Dateline Stratford & Orangeville Ontario – Ian O’Neill, M.Div.: there are 5 personal characteristics that can build healthier family relationships.
Therapists over the years have come to understand there are five characteristics you need to be aware of if you are going to deal with serious disagreements within your family, and here’s the kicker; they apply first to the person in the family who wants to see the change! In my family that was me. Oh boy. In fact, if you are the first to decide positive change is desirable and necessary in your family guess what? Yes, you know what I’m going to say next; you are the one who will have to change first. No one ever said living with other people was easy!
Perhaps Mahatma Gandhi said it best;
“We but mirror the world. All the tendencies present in the outer world are to be found in the world of our body. If we could change ourselves, the tendencies in the world would also change. As a man changes his own nature, so does the attitude of the world change towards him. This is the divine mystery supreme. A wonderful thing it is and the source of our happiness. We need not wait to see what others do.”

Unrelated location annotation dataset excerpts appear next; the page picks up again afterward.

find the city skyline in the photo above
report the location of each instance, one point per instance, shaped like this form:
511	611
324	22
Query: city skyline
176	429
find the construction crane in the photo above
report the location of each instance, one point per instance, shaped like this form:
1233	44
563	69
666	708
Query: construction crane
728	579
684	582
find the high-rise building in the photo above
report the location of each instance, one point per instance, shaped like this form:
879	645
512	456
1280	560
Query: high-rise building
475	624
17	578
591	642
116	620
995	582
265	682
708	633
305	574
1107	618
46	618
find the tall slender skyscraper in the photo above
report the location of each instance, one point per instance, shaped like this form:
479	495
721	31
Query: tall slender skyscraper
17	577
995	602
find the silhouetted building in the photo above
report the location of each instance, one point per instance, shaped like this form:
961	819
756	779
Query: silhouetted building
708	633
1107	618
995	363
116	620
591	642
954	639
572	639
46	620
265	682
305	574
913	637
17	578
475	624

That quote comes courtesy of ‘Sarah’s Blog’, Sarah did some background research to determine exactly what Gandhi said, because most of us think of that quote as reading ‘be the change you want to be in the world’, which is also a good way of putting it.
This all sounds very weighty, doesn’t it? But give yourself some credit! You obviously have what it takes to do the work of improving your relationships, you’re here at this blog! Read on.

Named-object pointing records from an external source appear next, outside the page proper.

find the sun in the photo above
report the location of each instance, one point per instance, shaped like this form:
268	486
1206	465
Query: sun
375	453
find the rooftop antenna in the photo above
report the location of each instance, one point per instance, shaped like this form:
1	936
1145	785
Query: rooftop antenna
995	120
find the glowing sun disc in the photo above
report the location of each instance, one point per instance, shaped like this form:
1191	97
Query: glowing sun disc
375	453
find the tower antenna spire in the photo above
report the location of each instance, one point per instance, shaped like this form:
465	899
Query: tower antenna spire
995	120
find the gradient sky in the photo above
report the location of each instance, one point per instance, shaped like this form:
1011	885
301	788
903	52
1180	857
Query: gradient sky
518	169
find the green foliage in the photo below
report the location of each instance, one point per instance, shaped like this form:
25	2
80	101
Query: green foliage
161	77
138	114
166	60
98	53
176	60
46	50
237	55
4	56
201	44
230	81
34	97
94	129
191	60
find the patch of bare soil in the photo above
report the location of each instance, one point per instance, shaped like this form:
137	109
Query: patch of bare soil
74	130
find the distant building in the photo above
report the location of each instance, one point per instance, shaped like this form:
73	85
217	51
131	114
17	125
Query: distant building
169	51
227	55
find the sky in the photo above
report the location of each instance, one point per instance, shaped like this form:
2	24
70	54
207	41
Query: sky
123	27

Here are the five personal characteristics we all need to improve upon to build healthier family relationships.
First, to build healthier relationships we need to have a sense of our own limits and the limits of others. You’ve probably heard the word ‘boundaries’ being used when people talk about these limits. ‘We have to respect boundaries in our relationship’ is a phrase you might hear at work or when someone is talking about family relationships. “Boundaries” refer to a good understanding of where one person’s personality and influence legitimately ends and yours begins. What defines you and what defines the other person should be about each of you defining yourselves from within and allowing others to do the same. That’s much easier said than done, many people routinely experienced violation of boundaries to a greater or lesser degree in their family of origin, and they often find themselves treating their children and and their spouse and even their co-workers in a similar way. This can lead to serious difficulties in relationships, including children who cling to their parents too much, or the opposite; ‘helicopter parents’ who ‘hover’ over their children even after they have left the nest and begun studying at university or college! Both these cases are examples of boundaries not being sufficiently observed.

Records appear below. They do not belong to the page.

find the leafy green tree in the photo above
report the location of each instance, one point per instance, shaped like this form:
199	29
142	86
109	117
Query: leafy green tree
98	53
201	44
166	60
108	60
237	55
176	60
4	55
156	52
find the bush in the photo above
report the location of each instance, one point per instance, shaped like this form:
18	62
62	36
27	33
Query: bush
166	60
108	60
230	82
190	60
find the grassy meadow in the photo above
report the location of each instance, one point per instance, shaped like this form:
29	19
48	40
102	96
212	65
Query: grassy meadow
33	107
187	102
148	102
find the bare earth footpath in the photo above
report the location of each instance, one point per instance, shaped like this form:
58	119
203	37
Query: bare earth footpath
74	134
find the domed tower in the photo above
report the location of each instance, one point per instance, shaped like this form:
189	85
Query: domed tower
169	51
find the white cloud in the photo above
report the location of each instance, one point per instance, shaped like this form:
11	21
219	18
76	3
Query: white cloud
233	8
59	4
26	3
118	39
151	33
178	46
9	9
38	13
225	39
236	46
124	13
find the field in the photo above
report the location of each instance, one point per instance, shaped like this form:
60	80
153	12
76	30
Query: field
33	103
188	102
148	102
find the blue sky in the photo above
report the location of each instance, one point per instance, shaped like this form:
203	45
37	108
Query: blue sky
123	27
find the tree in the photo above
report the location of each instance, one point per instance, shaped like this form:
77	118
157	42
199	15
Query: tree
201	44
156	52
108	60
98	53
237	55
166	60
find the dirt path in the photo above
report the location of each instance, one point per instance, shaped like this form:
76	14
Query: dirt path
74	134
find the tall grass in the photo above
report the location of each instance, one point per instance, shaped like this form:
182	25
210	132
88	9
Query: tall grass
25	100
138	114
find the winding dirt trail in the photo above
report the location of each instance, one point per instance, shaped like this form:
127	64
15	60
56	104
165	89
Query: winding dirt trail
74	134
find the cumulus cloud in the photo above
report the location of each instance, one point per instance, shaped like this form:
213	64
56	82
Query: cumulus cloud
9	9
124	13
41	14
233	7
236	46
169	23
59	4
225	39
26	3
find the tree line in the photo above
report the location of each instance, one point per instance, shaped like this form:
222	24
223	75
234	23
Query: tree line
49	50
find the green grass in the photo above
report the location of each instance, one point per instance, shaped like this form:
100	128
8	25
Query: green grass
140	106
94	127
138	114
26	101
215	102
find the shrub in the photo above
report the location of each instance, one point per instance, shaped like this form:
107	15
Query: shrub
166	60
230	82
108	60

The second characteristic you need to build healthier relationships is clarity about what it is you believe. Improving family relationships is no time to be wishy washy. OK, it’s time to ask yourself ‘what would I die for?’ and alternatively, ‘what is not worth fighting for?’ These are important questions because they give you the self-understanding needed to know where boundaries begin and end. Again, it’s not easy! It’s really about finding the deeper and deepest parts of your personality and character, the authentic person within yourself.
The third characteristic needed when building healthier relationships is the courage to take a stand. If you know your limits and you know what you believe it is easier to take a principled stand. Other family members might be disapproving; but if you take a principled stand with love, it gives you creative strength that can benefit you in the long run and often in the short run as well. Even if the message coming back at you implies ‘you can’t think, act, feel that way and be a part of this family’ you will have the ability to stand your ground, on principle, and with love!
The fourth characteristic is the ability to stay on course. An angry someone in your family might try their best to sabotage your best principled efforts, but no matter, because the fourth characteristic is perseverance, the ability to follow through toward your vision for a healthier, better life for you and your family. It’s really about the emotional and spiritual stamina to stick with that big goal I discuss at the beginning of this article, which essentially reads ‘to become the change in the world you want to see, especially in your family’. Amen.
The fifth characteristic is the ability to stay connected. Wow! That means being flexible and not reacting negatively to those who are reacting (perhaps negatively?) to you. Yes I know it’s tough. Staying connected means you don’t give in to the impulse to just ignore the other person or cut them off all together. No. Healthy family life is largely about healthy communication, that’s not to say there aren’t times to remain quite, there certainly are, it is implying however that healthy family connections start from a place of unconditional acceptance, of non-judgment and love. It’s easy to see why the help of a pre-licensed professional such as myself might be necessary from time to time!
The above principles were developed out of ‘Bowen Family Systems Theory’ first developed by a pioneer in the field, the late Dr. Murray Bowen.
I owe a debt to my instructor and mentor, Raymond Antao who made an excellent presentation on this subject recently, and it was his talk that inspired me to write this article. Thank you Ray.